Regarding worker entitlements, the relevant comparison is not between gig work and highly protected formal employment but between gig work and the absence of employment opportunities. For a workforce in which the majority of workers have never received formal protections, gig work may represent an improvement rather than a deterioration.
Concerns about algorithmic management often assume that automated oversight is inherently problematic. Yet traditional management structures can also be arbitrary, biased, or inconsistent. Algorithms, while imperfect, often apply rules more consistently across workers.

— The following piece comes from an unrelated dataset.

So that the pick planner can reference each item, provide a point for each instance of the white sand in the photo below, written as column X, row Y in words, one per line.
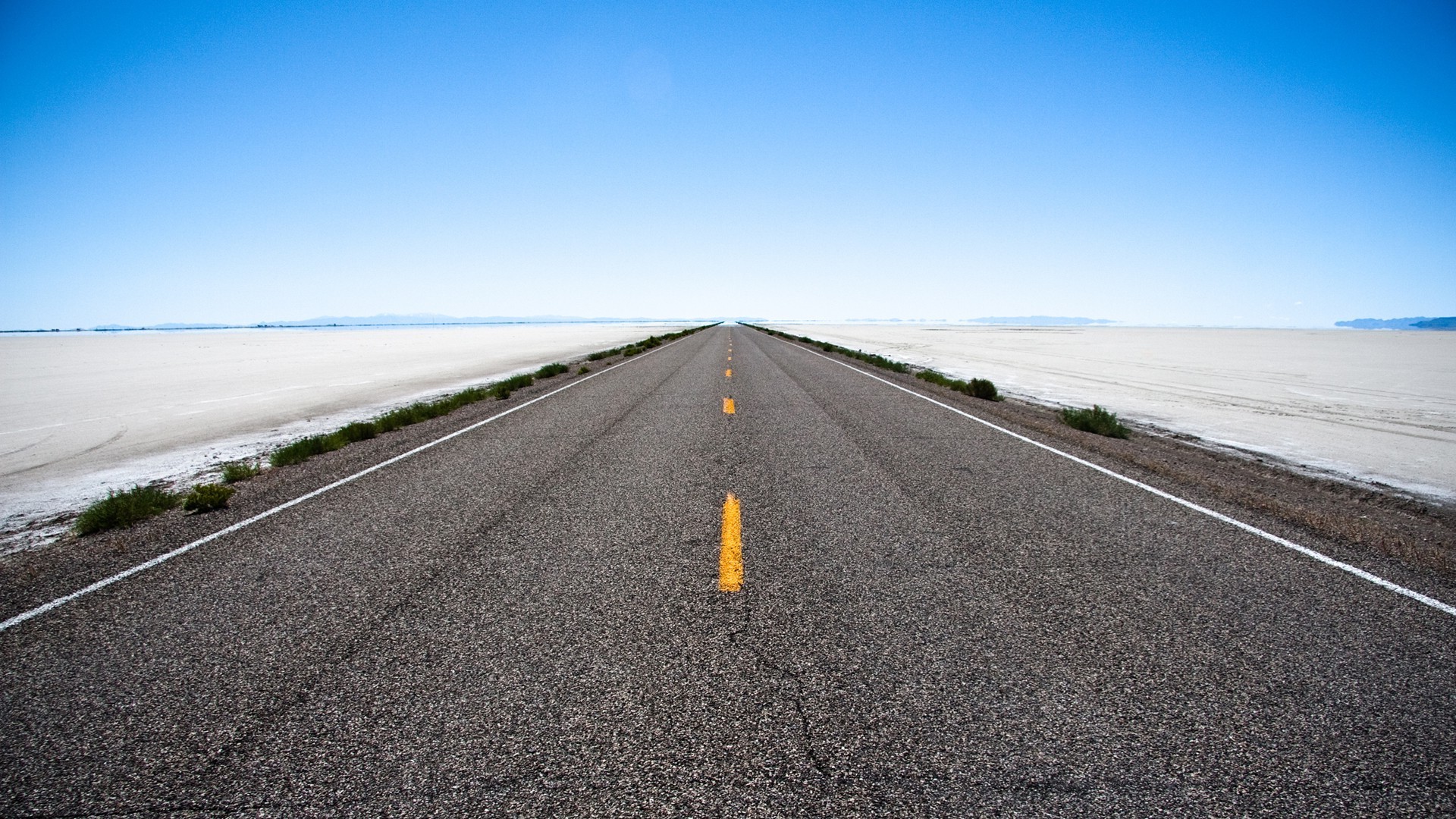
column 83, row 413
column 1369, row 404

Finally, concerns about exploitation in digital labour markets frequently arise when workers perform relatively low-paid tasks that contribute to the development of high-value products such as artificial intelligence systems. However, the value of a final product does not necessarily determine the wages associated with each input used to create it. Different markets operate according to their own supply and demand dynamics.

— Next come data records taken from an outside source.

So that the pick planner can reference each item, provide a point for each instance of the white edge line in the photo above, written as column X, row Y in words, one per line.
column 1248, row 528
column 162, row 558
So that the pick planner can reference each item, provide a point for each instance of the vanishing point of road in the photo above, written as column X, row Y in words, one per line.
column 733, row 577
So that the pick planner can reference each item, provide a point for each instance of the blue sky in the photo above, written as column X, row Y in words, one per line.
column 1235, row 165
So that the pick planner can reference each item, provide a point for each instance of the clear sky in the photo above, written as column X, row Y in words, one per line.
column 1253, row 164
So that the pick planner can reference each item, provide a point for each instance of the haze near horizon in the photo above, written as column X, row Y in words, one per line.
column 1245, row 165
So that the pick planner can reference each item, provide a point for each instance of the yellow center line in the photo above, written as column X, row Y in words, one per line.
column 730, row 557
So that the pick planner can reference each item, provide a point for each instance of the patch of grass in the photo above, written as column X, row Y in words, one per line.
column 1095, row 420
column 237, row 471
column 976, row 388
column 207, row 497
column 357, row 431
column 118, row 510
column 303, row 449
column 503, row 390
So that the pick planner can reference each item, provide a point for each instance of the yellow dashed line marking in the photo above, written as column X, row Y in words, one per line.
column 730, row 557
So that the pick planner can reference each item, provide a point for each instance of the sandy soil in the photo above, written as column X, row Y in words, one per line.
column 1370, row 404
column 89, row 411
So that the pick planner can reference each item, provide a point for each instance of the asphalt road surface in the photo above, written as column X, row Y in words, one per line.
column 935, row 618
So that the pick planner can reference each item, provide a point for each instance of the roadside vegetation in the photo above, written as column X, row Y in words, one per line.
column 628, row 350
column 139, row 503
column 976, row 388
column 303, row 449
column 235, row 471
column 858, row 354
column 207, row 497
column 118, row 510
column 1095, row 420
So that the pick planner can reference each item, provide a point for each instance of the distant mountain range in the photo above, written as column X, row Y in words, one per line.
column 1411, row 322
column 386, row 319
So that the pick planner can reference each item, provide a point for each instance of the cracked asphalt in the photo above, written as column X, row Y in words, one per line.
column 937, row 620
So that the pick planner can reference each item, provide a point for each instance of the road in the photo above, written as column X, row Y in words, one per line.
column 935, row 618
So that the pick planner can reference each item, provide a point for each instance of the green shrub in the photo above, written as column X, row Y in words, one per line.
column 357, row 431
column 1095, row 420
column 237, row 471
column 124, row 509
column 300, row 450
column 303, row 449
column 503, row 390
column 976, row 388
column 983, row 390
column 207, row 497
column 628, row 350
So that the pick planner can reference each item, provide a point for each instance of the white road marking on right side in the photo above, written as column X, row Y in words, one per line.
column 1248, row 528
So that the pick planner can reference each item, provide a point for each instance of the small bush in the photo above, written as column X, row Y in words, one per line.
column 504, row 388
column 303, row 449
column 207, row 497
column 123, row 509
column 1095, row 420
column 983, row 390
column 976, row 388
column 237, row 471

Returning to the broader picture, India has approximately one billion working-age citizens and a demographic opportunity that will not last indefinitely. Hundreds of millions remain outside the labour force or underemployed. Female participation remains significantly below its potential. Formal employment still covers only a small fraction of the workforce. Regulations designed to protect workers have often had the unintended effect of limiting employment expansion.
In this context, the policy priority becomes clear: expand employment opportunities. Increase entry points into economic activity. Reduce unnecessary regulatory barriers that discourage hiring. Allow workers greater freedom to choose and move between employment options. Over time, competition and economic growth will improve the quality of jobs.
Ultimately, the goal should be a society in which any individual with basic digital access and the willingness to work can reasonably expect to find employment opportunities. That expectation itself becomes a form of security, dignity, and freedom. The most effective way to achieve it is not by attempting to design the ideal job in advance but by enabling millions of individuals and firms to create and discover opportunities for themselves.